The influence of Boccob is seen more in the settings and encounters used for the game, which are often magical in nature, rather than NPCs directly acting for the deity (although the recent matter with the shrine of the Wind Dukes of Aaqa does tie into that more).

The third deity is Xan-Yae, the goddess of monks (and mental and physical perfection). This is the “foreign” deity in the game, and the chief deity of the main opposition – the nation of Ket. Originally, she was also the deity of one of the player characters, but that player had to leave the campaign so those plot threads are abandoned at present, but her priestesses are very active in the campaign as opponents of the characters.

Now, around those three deities, I can centre a host of plot threads and characters, enough to give the players something to interact with and – equally as important – parts of the world they can understand and that, due to a concentration on those elements, become much well defined than Evil Deity #45.

Servants of Xan Yae spy for the enemy, and send agents into the demiplane of Shadow to treat with the Shadow Fey. The worshippers of St Cuthbert keep up the spirits of the townsfolk, provide healing for the party, and prepare for the coming war. And worshippers of Boccob visit the town the heroes are based in more often, as they’re drawn to an place where other worshippers of their god are active.

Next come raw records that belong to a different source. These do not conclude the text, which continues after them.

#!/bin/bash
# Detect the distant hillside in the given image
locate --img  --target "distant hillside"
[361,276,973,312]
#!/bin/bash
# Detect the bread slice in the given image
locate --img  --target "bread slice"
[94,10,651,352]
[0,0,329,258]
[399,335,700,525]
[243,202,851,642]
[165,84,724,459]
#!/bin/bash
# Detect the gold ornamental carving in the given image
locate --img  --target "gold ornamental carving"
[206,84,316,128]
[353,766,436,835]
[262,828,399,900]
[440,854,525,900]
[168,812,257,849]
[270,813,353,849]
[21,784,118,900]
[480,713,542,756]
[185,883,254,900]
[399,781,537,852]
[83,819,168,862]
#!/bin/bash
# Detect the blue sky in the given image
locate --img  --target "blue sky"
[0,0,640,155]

In truth, there is a fourth deity lurking – Iuz the Old, the half-demon ruler of a nearby land. Deity or ruler? Hard to say, and his minions have chased the characters from Greyhawk, and pop up every so often. However, the campaign at present is concentrating on just three – and I think it’s stronger thereby.

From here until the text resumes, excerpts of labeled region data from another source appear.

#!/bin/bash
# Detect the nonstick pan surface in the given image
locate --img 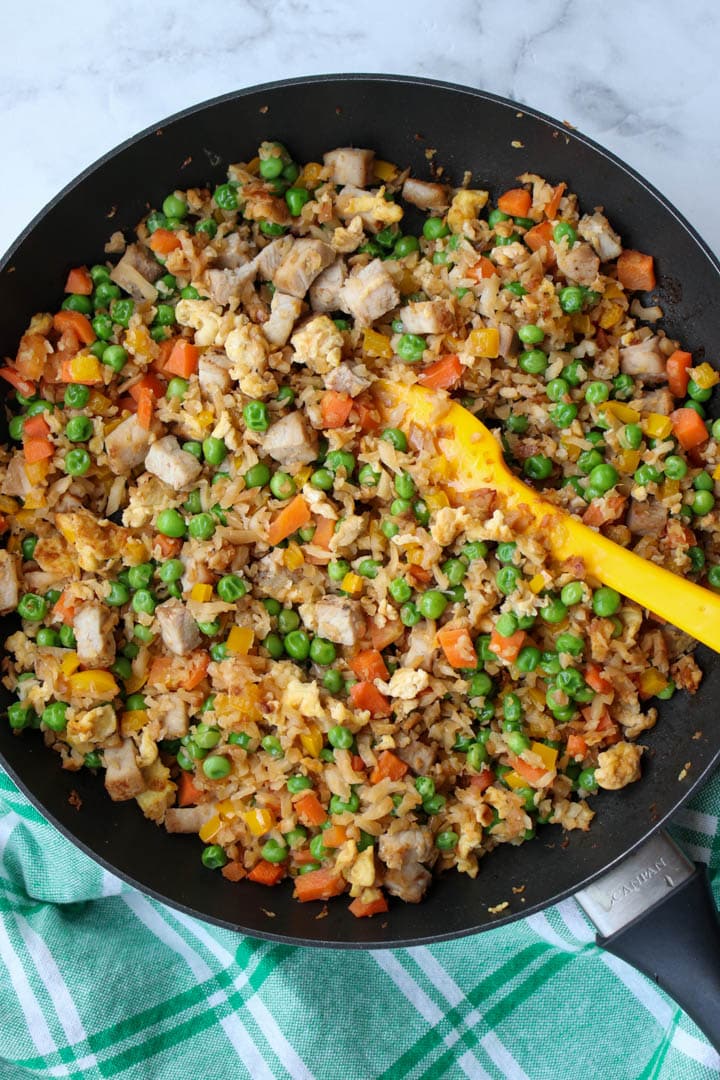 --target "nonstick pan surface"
[0,75,720,948]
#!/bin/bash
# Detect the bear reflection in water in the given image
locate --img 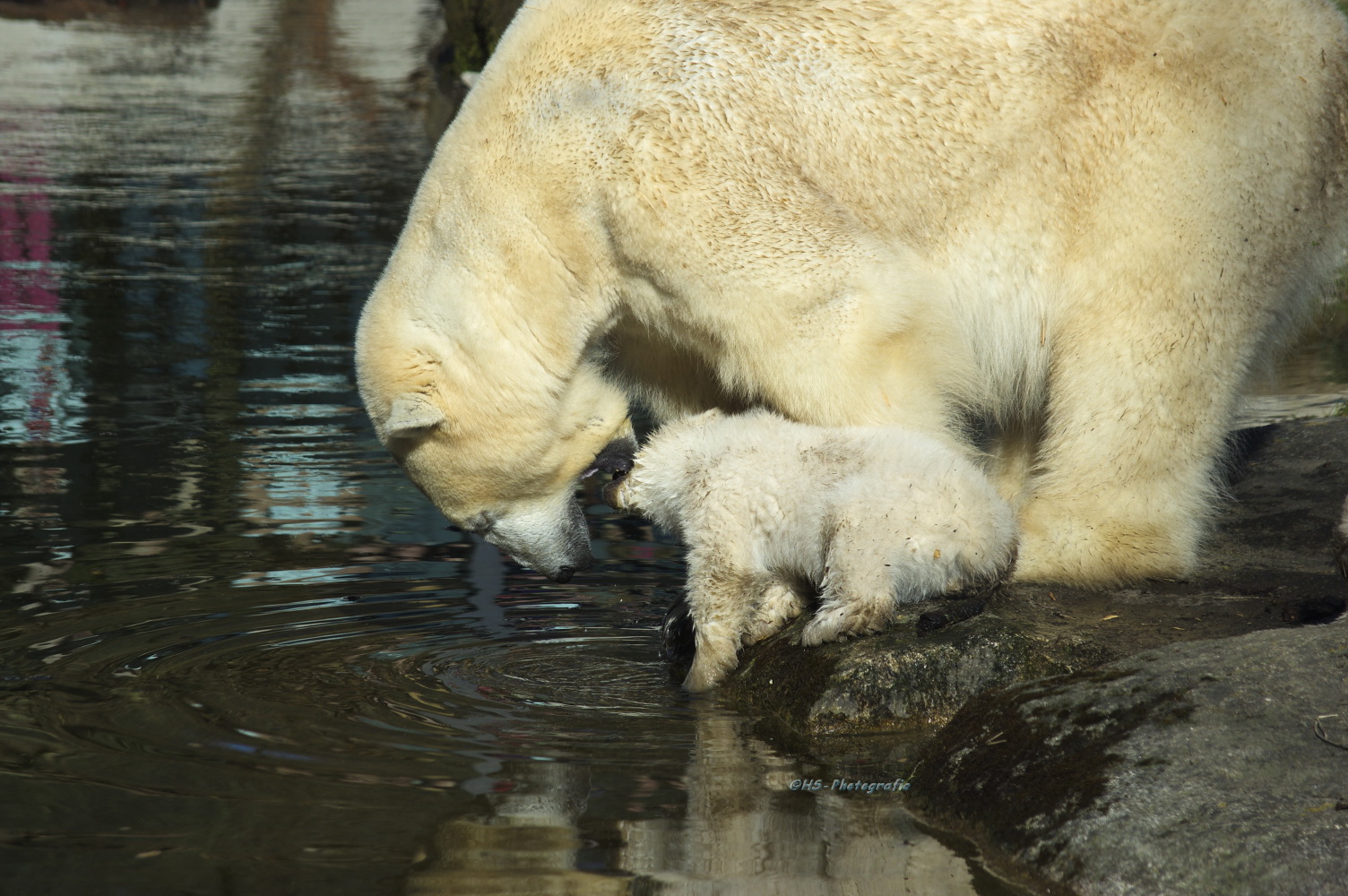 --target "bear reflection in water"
[604,409,1015,691]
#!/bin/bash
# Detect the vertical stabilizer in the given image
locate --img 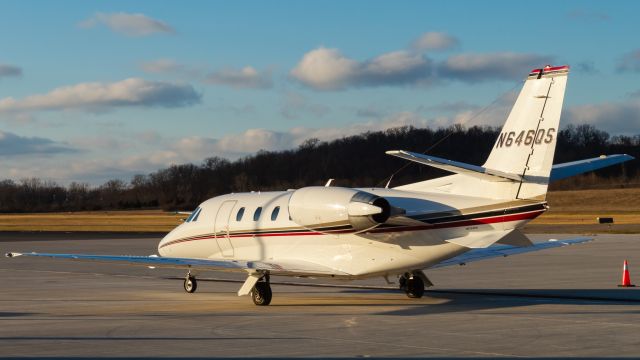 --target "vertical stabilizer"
[483,66,569,199]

So, while your setting might have lots of gods, you don’t have to use all of them. They’re often an important part of the setting, so choose the active ones carefully, and build the actions of their followers into the plotlines if you’re interested in making them feel more “real” to your players!

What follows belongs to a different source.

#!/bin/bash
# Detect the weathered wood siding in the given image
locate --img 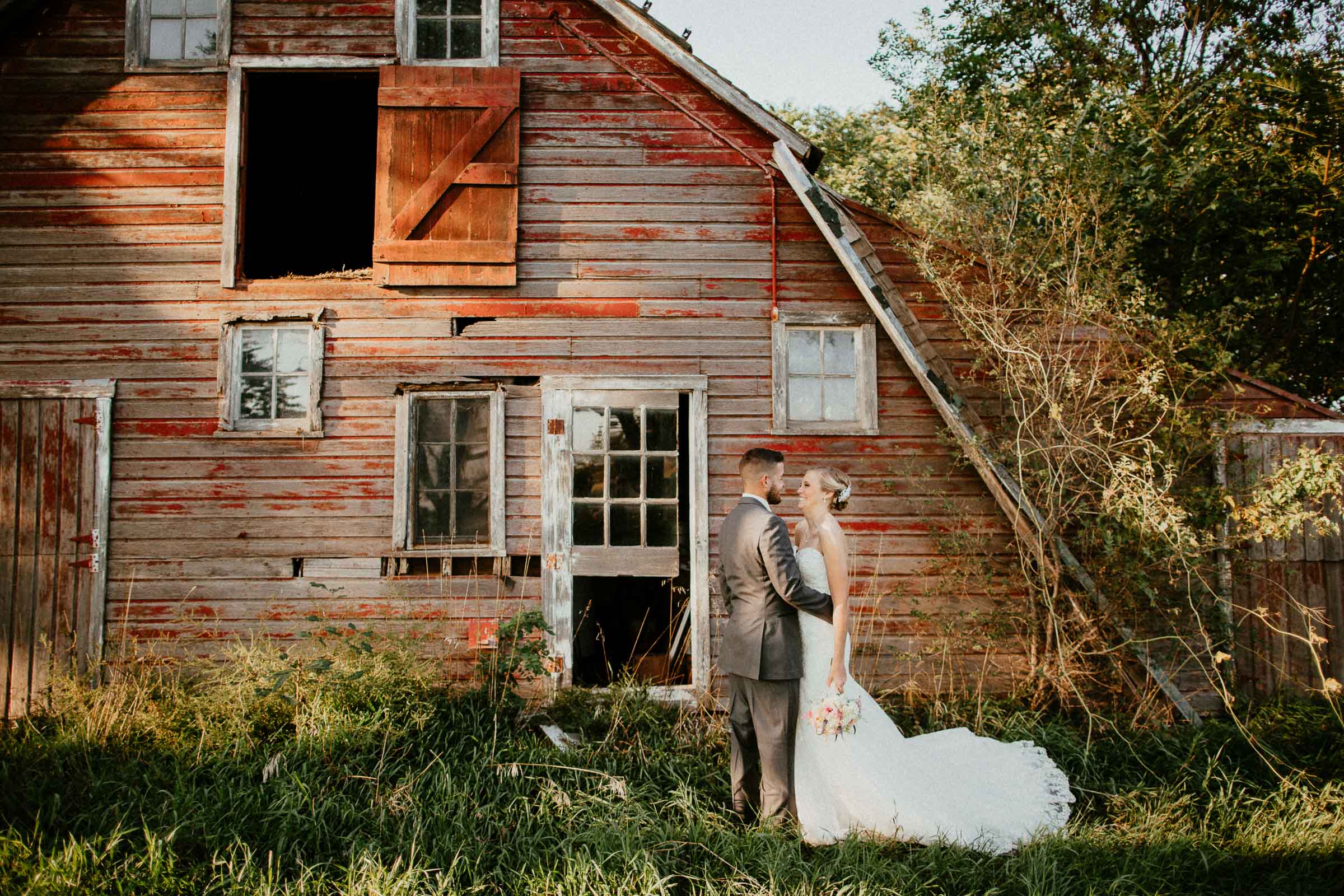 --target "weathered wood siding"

2 thoughts on “Limiting the Pantheon

  1. Excellent post! In my homebrew setting there are 29 deities (12 general deities, 5 Elvish, 4 Dwarvish, 4 Gnomish, and 4 Halfling Deities) – that sounds like a ton! And it IS a ton! However, it makes it so that a player with a non-human PC can choose a race-specific deity of they want. Each of the deities has a symbol and a basic belief that can be summarized in one sentence and is easily transmittable to the players.

    Like you I tend to limit the influence of the pantheon down to 2 or 3 deities in a campaign. One that influences the largest cult activity in the homeland of the PCs, One that influences the party directly via whichever PC has any divine ability, and One that the majority of commoners believe in and look to as a generally accepted main influence in their lives. This hews very closely with what you have laid out here and I am not surprised that it does.

  2. Good points raised here. In my homebrew setting, which was the first setting I ever made (still going strong four years in!), there are eight deities, one for each PHB cleric domain and Death. However, they have three sets of names – what they are known by to humans/halflings, the various elves, and dwarves/gnomes. The idea is that the deity looks like a member of the worshipper’s race if they appear to them, and so they are regarded as different entities but they’re really the same.

    Meanwhile, in my Forgotten Realms game, deities haven’t come up much yet, surprisingly, but there’s a cleric of Lathander, a paladin of Torm, and a druid of Ubtao. I do see your point about how many deities there are – one of my main beefs with the FR pantheon is how many semi-overlapping death gods there are: Bhaal, Jergal, Kelemvor, Loviatar, Myrkul, Shar, Talona… but in practice it’s not so bad because players only really interact with either deities they are worhsippers of or who the bad guys worship – currently they’ve made an enemy of Zotzilaha, a Maztican vampire god of the underworld!